« En ce moment, tous les éléments jouent contre nous : le prix du bois, de l’électricité… Nous avons rencontré à plusieurs reprises le ministre de l’Industrie mais les négociations n’ont pas avancé. La dernière solution à notre disposition, c’est que Carole Delga aille à Paris convaincre le Premier ministre », lance Sébastien Oustric, délégué CGT de Fibre Excellence, posté devant l’usine de Saint-Gaudens (Haute-Garonne).
Risque de redressement judiciaire au 15 avril
Ce jeudi matin, les salariés ont manifesté devant l’usine de pâte à papier, soutenus par des élus locaux et les commerçants de la ville.
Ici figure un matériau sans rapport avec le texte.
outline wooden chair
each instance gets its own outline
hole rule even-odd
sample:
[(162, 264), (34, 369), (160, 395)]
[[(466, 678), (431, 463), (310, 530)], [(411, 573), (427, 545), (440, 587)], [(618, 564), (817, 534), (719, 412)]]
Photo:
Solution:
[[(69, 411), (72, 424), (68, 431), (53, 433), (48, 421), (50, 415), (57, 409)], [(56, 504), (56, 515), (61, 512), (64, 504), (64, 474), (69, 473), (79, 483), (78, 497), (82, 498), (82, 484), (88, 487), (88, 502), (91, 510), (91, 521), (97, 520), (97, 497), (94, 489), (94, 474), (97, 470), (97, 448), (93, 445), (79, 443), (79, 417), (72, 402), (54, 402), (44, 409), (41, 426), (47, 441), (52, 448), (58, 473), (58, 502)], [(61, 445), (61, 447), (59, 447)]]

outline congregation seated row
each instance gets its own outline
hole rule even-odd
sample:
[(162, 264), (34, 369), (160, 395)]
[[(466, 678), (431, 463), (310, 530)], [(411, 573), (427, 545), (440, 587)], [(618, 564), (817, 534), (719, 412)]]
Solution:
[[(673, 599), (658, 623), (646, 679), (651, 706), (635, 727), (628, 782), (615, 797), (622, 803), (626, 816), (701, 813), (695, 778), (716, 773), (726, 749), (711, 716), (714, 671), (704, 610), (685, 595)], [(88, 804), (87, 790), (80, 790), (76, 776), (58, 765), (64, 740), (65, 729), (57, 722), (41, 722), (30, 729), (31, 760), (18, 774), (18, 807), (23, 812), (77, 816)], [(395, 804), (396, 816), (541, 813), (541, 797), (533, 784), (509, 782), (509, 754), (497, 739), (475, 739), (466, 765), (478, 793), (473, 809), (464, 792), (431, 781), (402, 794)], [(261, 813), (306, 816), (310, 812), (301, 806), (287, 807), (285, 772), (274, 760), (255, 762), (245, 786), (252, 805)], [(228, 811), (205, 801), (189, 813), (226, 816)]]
La présidente de la région Occitanie a pris la parole devant l’assemblée avant un rendez-vous de la dernière chance prévu cette après-midi avec Sébastien Lecornu à Matignon.
« Je suis excédée de l’immobilisme de l’Etat. Par inaction politique, on va laisser mourir une filière et on va dépendre de la production chinoise. Le Premier ministre doit faire en sorte qu’on puisse continuer à produire en France de la pâte à papier, parce que sinon, dès le 15 avril, Fibre Excellence sera placé en redressement judiciaire », a asséné Carole Delga.
La procédure de conciliation ouverte devant le Comité interministériel de restructuration industrielle (Ciri) prendra fin mercredi prochain.
Avec le risque d’une fermeture de Fibre Excellence qui emploie 670 salariés dans deux usines (installées à Saint-Gaudens en Haute-Garonne et à Tarascon dans les Bouches-du-Rhône) qui figurent parmi les dernières en France à maîtriser la fabrication de pâte à papier. Les deux sites génèrent plus de 10 000 emplois indirects dans la filière forêt-bois-papier et la logistique. Ils produisent environ 550 000 tonnes par an de pâte à papier, utilisée pour la fabrication de nombreux produits du quotidien (papier, produits sanitaires, emballages). Les excédents de vapeur générés par le travail de la biomasse permettent également de produire de l’électricité revendue à l’État.